Jim Beaver and his wife, Lydia (Bay) from a Mohawk Reserve in Quebec, raised three sons and four daughters. Granddaughter AIta Doxtador remembered being impressed by a concert her grandfather put on in Christ Church at Beaver’s Corners and the canvas backdrops he painted for the occasion. She also remembered seeing him seated in front of his easel. Because he couldn’t read or write, he once asked her to write TITANIC on a paper for his painting of a ship.
I currently have a Beaver painting of flamingoes which is one of his more generic Victorian scenes that he would have sold from door to door. You can view it on my shadflyantiques.com website; and there are examples of his furniture, at the Chiefswood Museum near Oshweken, and other examples of his painting and carvings at the excellent Woodland Cultural Center in Brantford.

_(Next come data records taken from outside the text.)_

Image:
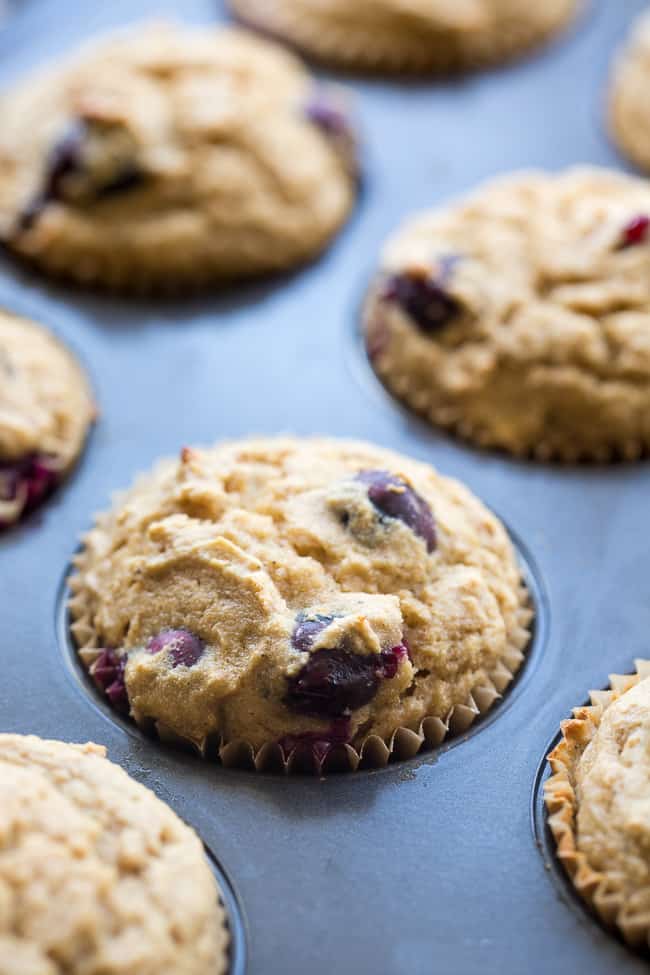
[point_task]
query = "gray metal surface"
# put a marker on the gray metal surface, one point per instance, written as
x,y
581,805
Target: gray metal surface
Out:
x,y
430,866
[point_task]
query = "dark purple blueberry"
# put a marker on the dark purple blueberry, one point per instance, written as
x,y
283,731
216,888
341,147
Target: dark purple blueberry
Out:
x,y
108,674
32,478
184,648
325,113
394,498
327,116
424,297
307,629
66,159
636,232
333,683
391,659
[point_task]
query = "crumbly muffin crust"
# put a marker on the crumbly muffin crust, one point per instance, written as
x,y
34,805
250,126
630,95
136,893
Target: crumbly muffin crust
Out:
x,y
519,316
46,408
97,875
410,35
629,109
598,799
166,157
305,610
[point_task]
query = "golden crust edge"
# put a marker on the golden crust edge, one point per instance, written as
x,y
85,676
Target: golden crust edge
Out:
x,y
599,891
373,752
340,50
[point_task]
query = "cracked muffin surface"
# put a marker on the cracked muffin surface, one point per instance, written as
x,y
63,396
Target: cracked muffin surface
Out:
x,y
97,875
410,35
629,109
599,800
46,408
166,157
287,590
519,316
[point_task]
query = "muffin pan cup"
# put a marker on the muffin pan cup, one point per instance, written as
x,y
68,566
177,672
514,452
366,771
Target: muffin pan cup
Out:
x,y
428,864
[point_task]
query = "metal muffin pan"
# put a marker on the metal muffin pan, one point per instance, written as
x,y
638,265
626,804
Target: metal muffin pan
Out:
x,y
431,865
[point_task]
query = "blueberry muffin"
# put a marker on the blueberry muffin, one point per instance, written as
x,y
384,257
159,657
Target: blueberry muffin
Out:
x,y
629,109
410,35
168,157
278,595
46,408
519,316
598,800
97,876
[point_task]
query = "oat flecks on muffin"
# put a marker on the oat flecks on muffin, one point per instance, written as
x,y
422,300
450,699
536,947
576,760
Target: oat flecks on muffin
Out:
x,y
166,156
46,408
410,35
97,875
519,316
598,800
629,108
285,590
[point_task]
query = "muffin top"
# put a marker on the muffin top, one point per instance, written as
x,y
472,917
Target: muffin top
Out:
x,y
46,408
533,290
270,589
629,110
410,35
97,876
168,156
599,800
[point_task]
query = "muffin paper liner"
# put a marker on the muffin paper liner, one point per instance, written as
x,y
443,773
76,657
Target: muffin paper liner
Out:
x,y
314,756
447,52
602,892
448,416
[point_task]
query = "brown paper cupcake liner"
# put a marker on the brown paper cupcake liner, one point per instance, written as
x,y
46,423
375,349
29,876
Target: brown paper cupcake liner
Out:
x,y
451,51
602,892
448,416
300,756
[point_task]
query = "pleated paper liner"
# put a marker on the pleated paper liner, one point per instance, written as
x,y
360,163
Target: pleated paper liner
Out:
x,y
321,757
398,48
558,449
603,893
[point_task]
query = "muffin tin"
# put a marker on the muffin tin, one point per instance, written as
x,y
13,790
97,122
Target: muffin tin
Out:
x,y
428,865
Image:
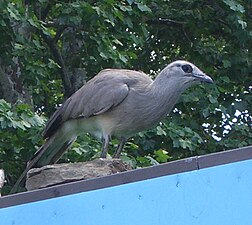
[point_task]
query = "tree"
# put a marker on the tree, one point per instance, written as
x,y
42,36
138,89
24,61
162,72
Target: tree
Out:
x,y
50,48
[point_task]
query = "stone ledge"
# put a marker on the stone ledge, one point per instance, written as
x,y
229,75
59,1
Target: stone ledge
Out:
x,y
51,175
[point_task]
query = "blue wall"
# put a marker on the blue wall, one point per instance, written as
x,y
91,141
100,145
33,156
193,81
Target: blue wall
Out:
x,y
220,195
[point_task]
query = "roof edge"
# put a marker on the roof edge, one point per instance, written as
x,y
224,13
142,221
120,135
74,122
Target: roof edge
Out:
x,y
174,167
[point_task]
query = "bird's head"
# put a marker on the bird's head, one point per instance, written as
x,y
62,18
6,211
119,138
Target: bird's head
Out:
x,y
186,73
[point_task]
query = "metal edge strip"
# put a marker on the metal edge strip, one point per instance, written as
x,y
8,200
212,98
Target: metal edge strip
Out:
x,y
179,166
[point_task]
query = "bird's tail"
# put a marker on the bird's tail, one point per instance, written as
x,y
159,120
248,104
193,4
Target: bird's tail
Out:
x,y
48,153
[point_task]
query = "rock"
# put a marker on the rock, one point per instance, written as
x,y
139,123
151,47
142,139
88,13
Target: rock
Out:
x,y
51,175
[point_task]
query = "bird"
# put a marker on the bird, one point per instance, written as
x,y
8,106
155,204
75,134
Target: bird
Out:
x,y
115,103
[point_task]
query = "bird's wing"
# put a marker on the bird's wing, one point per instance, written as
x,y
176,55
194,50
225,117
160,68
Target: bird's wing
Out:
x,y
103,92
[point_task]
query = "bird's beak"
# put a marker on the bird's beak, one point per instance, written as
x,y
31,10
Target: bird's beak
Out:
x,y
203,77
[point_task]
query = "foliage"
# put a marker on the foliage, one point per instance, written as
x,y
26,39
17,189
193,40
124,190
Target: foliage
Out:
x,y
20,135
60,43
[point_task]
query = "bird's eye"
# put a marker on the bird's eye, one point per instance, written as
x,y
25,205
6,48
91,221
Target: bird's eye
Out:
x,y
187,68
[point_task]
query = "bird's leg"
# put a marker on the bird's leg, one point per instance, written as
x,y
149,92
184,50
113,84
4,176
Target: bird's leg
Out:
x,y
105,145
120,148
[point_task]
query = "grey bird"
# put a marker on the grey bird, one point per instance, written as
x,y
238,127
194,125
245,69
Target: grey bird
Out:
x,y
115,103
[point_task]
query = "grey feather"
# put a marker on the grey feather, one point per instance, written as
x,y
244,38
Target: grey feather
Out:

So oddly, I start this blog space with a rather faded reference to “treky” days when in fact this is going to be a blog about the life, and times, and observations of Shadflyguy – humble servant, and seeker of the authentic and beautiful in things produced by past and in some cases of present people.
Come and enjoy with me a nice cup of tea or coffee, or espresso as the case may be, and I will attempt to explain why for the past thirty years I have occupied my waking moments finding, selling, and researching Canadian antiques and folk art, when in my “previous” life I was trained and fully employed making high tech slide extravaganzas, as were “all the rage” then at places like Expo 67, and Ontario Place.
I am going to attempt over time to transfer to this site the four giant drawers I have full of photographs, notes, and background information on some of the Canadian folk artists I have met. This in some kind of orderly fashion so as they may be useful to those seeking this previously unpublished material. I am also going to attempt to relay some of the juicier “picker’s stories” I have heard in my travels because they are fun. I may even illuminate some old time dealers tricks, and things to watch out for when buying antiques. If I really get rolling I may even start to document my furniture restoring techniques. Although I am concerned about the possibility of someone ruining dear Grandma’s rocker and holding me personally responsible…. hmmm. You can see I am thinking about categories, and ramifications. I think I may have the hang of this but do I have the chops. We’ll see.
Right up front I want to thank my daughter Cassandra for leading the horse to water. O.K. Welcome aboard, and let’s get at ‘er and post this puppy before I loose my nerve.